A Paleontologia vai buscar as suas ferramentas quer à Biologia quer à Geologia. Esta ciência, ao contrário da biologia ou química, não é uma ciência experimental. Os paleontólogos raramente são capazes de testar as suas hipóteses através de experiências laboratoriais; contudo, e apesar disso, conseguem testá-las.A descoberta de Archaeopteryx (fóssil animal do Jurássico que “representa” um dos elos de transição evolutiva entre os dinossáurios e as aves, com características anatómicas de ambos) fez ampliar a hipótese, já anteriormente proposta, da relação de parentesco entre aqueles grupos animais. Descobertas posteriores, especialmente as feitas no séc.

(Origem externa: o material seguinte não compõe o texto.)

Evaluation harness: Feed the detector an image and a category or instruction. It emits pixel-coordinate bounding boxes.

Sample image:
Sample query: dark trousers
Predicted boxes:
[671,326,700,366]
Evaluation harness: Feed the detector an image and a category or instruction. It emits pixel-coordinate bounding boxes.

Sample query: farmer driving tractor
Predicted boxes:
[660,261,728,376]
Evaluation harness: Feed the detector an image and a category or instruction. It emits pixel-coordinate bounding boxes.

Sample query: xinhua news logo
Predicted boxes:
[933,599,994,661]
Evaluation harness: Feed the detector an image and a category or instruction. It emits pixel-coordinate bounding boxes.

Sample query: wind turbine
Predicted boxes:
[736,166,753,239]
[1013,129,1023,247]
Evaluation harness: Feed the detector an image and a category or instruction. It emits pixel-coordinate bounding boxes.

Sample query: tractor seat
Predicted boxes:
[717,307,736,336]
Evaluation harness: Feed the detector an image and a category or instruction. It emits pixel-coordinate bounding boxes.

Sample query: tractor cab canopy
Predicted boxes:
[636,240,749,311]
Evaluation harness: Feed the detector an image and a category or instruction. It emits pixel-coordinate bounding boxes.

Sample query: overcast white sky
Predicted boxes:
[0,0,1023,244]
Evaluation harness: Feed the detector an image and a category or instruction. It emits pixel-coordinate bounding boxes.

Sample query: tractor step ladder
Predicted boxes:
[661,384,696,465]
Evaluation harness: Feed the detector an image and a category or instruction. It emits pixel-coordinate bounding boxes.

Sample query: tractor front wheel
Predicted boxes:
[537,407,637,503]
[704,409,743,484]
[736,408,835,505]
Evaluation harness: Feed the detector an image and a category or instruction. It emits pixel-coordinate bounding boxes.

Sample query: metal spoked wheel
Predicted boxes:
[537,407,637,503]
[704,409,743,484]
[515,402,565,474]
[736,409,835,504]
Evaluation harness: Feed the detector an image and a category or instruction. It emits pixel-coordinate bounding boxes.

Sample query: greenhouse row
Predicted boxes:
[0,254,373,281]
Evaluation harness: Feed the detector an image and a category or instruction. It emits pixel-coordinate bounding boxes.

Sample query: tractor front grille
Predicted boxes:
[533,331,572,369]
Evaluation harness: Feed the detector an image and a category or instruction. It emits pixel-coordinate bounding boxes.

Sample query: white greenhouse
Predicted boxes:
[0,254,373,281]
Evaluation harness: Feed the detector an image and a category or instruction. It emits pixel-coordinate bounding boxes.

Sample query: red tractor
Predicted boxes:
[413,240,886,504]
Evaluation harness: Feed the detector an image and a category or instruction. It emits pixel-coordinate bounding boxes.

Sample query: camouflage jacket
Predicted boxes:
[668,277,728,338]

XX, vieram acrescentar mais provas ao processo hipotético-dedutivo de testagem daquela hipótese.
As comparações feitas por Georges Cuvier no século XIX entre os Mamutes e os elefantes actuais não proporcionaram apenas evidências das extinções em massa (acontecimentos originados por causas geológicas, biológicas ou mesmo extra-terrestres que originaram o desaparecimento em grande escala de fauna e flora); originaram igualmente implicações sócio-políticas, em que revolução e substituição eram mensagens implícitas. De igual modo, a história da Terra e a das nações pareciam sofrer de processos semelhantes.
Os fósseis são parte das “coisas da Terra” que nos são contadas… Dão-nos a conhecer o que não podemos experimentar pelos sentidos – o passado, o desaparecido, aquilo que foi, quando não estávamos cá.
Imagem – “A menina e o mar” ©2005-2007 renatoalvim)
FRACASSO CHINÊS
“China reassures scientists not to fear failure
(Reuters) – China will tolerate experiment failures by its scientists to ease pressure, encourage innovation and cut the chances of fraud, a top official said on Thursday.”
Sempre pensei que o erro e o fracasso constituiam componentes fundamentais do “processo científico”.
Agora o governo chinês vem descansar os seus cientistas para que não temam o falhanço e o fracasso.
Esta desculpabilização institucional visa fomentar a “criatividade”, aliviar a enorme “pressão” bem como evitar a “fraude científica”.
Quando por lá trabalhei e contactei com diversas realidades de investigação paleontológica, verifiquei a enorme tensão produtiva em que viviam os meus colegas chineses.
Parecia-me que esse comportamento semi-obsessivo se devia mais ao carácter laborioso típico dos asiáticos do que, mais pragmaticamente, aos enormes “incentivos” financeiros concedidos pelo governo sempre que, por exemplo, uma nova espécie de dinossáurio é descoberta ou um paper na Nature é publicado.
Por respeito e pudor não avançarei valores.
Agora constato que não era nenhuma produtividade típica dos asiáticos.
A pressão oficial devia ser tanta que, oficialmente, tiveram que a conter.